Amgen announced the new data from the CodeBreaK clinical trial program, which it notes is the most comprehensive of global development program in patients with KRAS G12C-mutated cancers. The announcement was made at the American Society of Clinical Oncology (ASCO) annual meeting held from June 2-6 in Chicago.
They also presented data today (June 6) from Scarlet – an Amgen funded investigator study sponsored by the West Japan Oncology Group, which is the first study to highlight the safety and efficacy of sotorasib in combination with platinum-based chemotherapy for frontline treatment of patients with advanced NSCLC who have a KRAS G12C mutation.
Executive vice president of research and development at Amgen, David Reese, said: “As the leader in KRAS inhibition, Amgen continues to advance the CodeBreaK program by evaluating LUMAKRAS across different indications and combinations to potentially help more people living with KRAS G12C-mutated cancers.
“These data presented at ASCO underscore the clinical importance of Lumakras, including the only randomized trial of a KRAS G12C inhibitor to show higher intracranial activity compared to chemotherapy, along with data validating our combination treatment approach in metastatic colorectal cancer, where new precision medicine strategies are desperately needed.”
Improved CNS activity in advanced NSCLC
The phase 3 CodeBreaK 200 trial, the first and only randomized study for any KRAS G12C inhibitor, included patients with advanced NSCLC and a treated or stable central nervous system (CNS) lesions at baseline as assessed by a blinded independent central review (BICR).
In this analysis using a modified exploratory response assessment in neuro-oncology brain metastases (RANO-BM), Lumakras demonstrated delayed time to CNS progression and longer CNS progression-free survival (PFS) compared with docetaxel, an antineoplastic agent used in the management of multiple metastatic and non-resectable tumor types.
Additionally, the company said, the CNS objective response rate (ORR), an assessment of CNS tumor shrinkage following treatment, was more than double (33.3% vs 15.4%) in 18 patients treated with Lumakras compared to docetaxel 13 patients.

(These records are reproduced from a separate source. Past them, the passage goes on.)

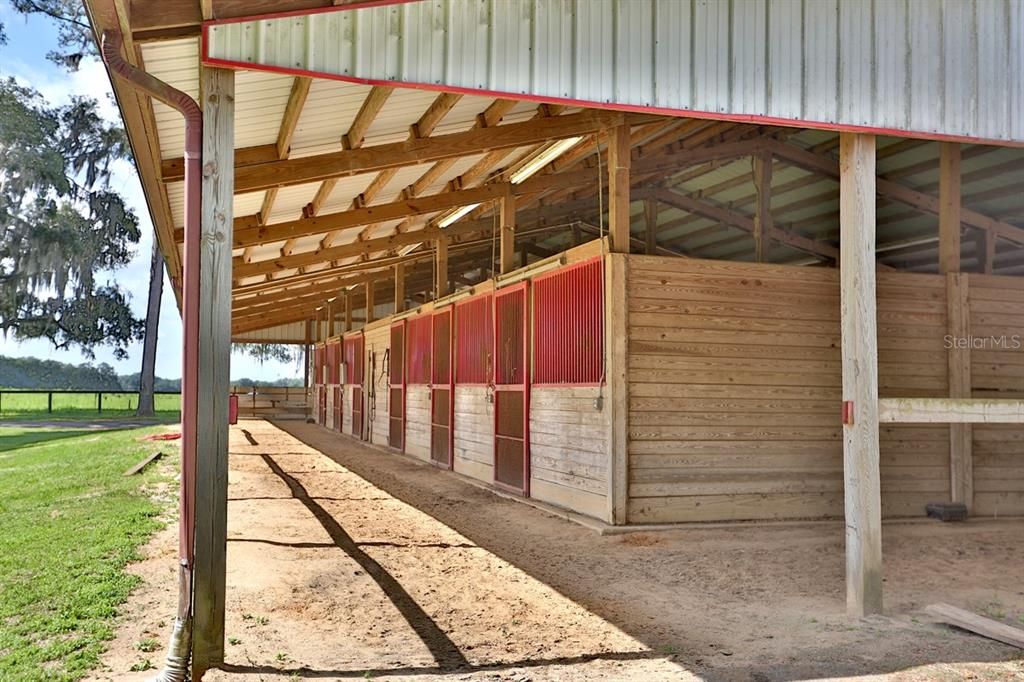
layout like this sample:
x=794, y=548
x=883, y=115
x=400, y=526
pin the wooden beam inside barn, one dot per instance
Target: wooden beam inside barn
x=860, y=376
x=214, y=368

The safety profile in this analysis was similar to the CodeBreaK 200 overall population.
Melissa Johnson is director of Lung Cancer Research at the Sarah Cannon Research Institute at Tennessee Oncology. She said: “CNS metastases are an unfortunately common complication of KRAS G12C-mutated advanced NSCLC, occurring in about 30–40% of patients.
“In this post-hoc analysis from CodeBreaK 200, sotorasib delayed CNS progression-free survival by more than five months and is a potential clinically meaningful benefit for second-line NSCLC patients with KRAS G12C mutations.”

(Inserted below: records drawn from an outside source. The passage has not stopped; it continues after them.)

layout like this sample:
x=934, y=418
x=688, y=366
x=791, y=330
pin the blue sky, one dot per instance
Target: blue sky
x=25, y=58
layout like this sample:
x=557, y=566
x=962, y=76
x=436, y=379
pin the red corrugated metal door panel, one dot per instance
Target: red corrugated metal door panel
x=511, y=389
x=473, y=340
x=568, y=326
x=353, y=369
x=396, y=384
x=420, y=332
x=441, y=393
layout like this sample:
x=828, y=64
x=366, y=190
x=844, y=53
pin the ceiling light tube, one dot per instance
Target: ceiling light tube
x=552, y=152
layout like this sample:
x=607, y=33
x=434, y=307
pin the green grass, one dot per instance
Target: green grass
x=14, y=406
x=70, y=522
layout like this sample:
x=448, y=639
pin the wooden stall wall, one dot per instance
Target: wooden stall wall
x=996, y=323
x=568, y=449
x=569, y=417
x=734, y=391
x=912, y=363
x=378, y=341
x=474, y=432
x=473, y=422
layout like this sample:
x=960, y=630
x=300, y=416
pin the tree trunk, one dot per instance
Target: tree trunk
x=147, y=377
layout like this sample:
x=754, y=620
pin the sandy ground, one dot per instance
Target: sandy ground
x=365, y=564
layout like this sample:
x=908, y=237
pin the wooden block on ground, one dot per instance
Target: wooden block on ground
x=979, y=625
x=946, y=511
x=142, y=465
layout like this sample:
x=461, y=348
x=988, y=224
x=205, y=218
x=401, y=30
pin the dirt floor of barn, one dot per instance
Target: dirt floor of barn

Consistent Clinical Benefit Across Subgroups
In the first randomized, molecularly defined analysis of a KRASG12C inhibitor versus chemotherapy, Lumakras showed improved progression free survival (PFS) over docetaxel, irrespective of PD-L1 expression level. The PD-L1 adaptive expression is a consequence of the presence of tumor antigen–specific T cells that recognized the cancer cells leading to the production of interferon-γ. The analysis also showed retained PFS benefit versus docetaxel across key co-alteration subgroups. Collectively, the biomarker data help inform treatment decision making and the ongoing CodeBreaK clinical development program, which explores Lumakras in novel combinations.
Encouraging Safety and Efficacy in Metastatic CRC
Data from the CodeBreaK 101 Phase 1b study, the first reported results for the combination of Lumakras with Vectibix (panitumumab) and Folfiri, showed encouraging safety and efficacy in previously-treated KRAS G12C-mutated metastatic CRC.

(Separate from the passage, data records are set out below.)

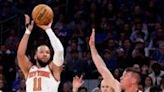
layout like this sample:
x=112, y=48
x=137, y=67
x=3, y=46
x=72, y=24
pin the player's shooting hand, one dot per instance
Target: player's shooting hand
x=44, y=27
x=77, y=82
x=29, y=24
x=92, y=38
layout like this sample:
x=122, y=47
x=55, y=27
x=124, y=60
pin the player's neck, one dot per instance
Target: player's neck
x=133, y=88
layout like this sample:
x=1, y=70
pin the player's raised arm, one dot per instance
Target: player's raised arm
x=98, y=61
x=57, y=46
x=23, y=61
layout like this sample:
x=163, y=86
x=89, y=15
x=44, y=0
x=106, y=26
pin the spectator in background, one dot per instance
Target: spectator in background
x=67, y=87
x=162, y=83
x=156, y=74
x=155, y=89
x=158, y=55
x=2, y=83
x=148, y=83
x=82, y=89
x=77, y=83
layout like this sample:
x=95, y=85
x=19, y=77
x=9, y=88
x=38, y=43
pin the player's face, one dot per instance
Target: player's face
x=125, y=80
x=105, y=87
x=43, y=54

Among 42 patients evaluable for response, confirmed ORR was 55% and disease control rate (DCR) was 93%, with responses observed regardless of the number of prior lines of therapy and regardless of progression on prior irinotecan-based therapy. Lumakras plus Vectibix and Folfiri combination reported adverse events consistent with those expected for the therapies under study.
David Hong is professor of Investigational Cancer Therapeutics at The University of Texas MD Anderson Cancer Center, Houston.
He said: “A priority in KRAS G12C-mutated colorectal cancer research is exploring new treatment combinations that can drastically improve response rates attained with current treatments, which can be as low as 2%,” said lead investigator, David S. Hong, M.D., “These results showed encouraging efficacy with sotorasib in combination with panitumumab and FOLFIRI, and importantly showed consistent safety for each product.”